I have no wish to trivialize or diminish in any way the suffering of the Palestinian people. We were all rightly moved at the sight of a twelve year old Palestinian boy, cowering in fright and then dying in crossfire. But who bears the responsibility for exposing Palestinian children to such mortal danger? Who initiated the firing and then sought to capitalise on the deaths of these innocent children to incite even more violence? These are questions you will not hear asked on CNN and the BBC.
And yet, notwithstanding the violence, the terror and the many setbacks, we live in hope, indeed, beyond hope, we are confident that one day there will be a peaceful resolution of the Israeli-Palestinian conflict.
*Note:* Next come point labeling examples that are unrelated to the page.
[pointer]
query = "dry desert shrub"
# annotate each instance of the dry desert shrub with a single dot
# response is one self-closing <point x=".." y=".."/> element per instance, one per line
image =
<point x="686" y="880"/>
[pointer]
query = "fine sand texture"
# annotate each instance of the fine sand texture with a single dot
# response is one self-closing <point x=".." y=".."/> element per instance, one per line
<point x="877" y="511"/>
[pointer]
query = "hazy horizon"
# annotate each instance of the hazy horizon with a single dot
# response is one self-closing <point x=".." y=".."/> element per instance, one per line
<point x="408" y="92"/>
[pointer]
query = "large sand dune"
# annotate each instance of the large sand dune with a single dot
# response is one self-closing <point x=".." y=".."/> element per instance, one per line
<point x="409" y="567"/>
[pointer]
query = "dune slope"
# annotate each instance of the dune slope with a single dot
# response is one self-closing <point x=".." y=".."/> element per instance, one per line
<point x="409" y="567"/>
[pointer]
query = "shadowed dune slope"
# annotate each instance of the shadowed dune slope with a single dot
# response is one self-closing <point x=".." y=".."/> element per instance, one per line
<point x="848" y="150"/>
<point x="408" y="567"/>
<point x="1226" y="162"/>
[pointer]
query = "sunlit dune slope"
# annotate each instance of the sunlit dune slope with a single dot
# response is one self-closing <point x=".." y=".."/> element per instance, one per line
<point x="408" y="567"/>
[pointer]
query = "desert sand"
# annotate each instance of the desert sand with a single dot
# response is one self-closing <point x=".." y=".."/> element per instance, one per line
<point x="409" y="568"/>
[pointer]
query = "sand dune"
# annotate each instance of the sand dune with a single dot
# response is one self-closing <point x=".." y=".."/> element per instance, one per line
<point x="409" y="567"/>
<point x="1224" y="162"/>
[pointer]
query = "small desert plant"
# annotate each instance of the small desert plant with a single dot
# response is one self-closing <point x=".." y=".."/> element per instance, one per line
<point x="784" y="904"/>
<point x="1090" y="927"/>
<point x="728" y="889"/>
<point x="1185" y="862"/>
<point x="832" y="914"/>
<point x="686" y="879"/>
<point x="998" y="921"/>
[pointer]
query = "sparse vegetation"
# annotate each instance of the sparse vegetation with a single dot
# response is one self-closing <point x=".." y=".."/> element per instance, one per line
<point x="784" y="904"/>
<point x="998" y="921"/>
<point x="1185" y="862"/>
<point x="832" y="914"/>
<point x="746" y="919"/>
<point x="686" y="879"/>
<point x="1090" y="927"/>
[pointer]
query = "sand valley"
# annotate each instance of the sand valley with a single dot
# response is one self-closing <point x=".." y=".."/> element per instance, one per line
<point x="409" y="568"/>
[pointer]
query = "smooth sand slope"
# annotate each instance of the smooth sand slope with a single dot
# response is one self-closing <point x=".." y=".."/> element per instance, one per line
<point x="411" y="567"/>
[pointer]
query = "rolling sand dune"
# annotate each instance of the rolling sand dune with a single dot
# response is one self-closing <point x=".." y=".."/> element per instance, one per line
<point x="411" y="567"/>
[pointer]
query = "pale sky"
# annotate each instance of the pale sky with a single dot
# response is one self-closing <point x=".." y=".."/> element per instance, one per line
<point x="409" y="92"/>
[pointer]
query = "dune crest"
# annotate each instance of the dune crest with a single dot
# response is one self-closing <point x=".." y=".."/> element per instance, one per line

The alternative is unthinkable - interminable, continuing cycles of bloodshed and violence. Indeed, Ehud Barak, during my recent visit to Israel, made it clear at our meeting that, notwithstanding the violence, and the steps needed to counter the violence, Israel remains committed to negotiating a peaceful resolution of the Palestinian conflict.
Yes, Prime Minister Howard, you were right to call Israelis tenacious. It is the tenacity of a people who have survived attempted annihilation, and the tenacity of a people in pursuit of a just peace with the weary persistence of those who seek to co?exist securely without violence.
In all of this we know we can count on the fair minded friendship of Australia and of John Howard. Over the decades, Prime Minister, you have built strong personal relationships with many members of our community. You are conversant with the work of the United Israel Appeal in the rescue and resettlement of Jews in peril in the former Soviet Union and Yugoslavia and in Ethiopia. When we are concerned and seek your time, you listen and you care, even when you don't agree. In a word, a Yiddish word, you are a "mensch".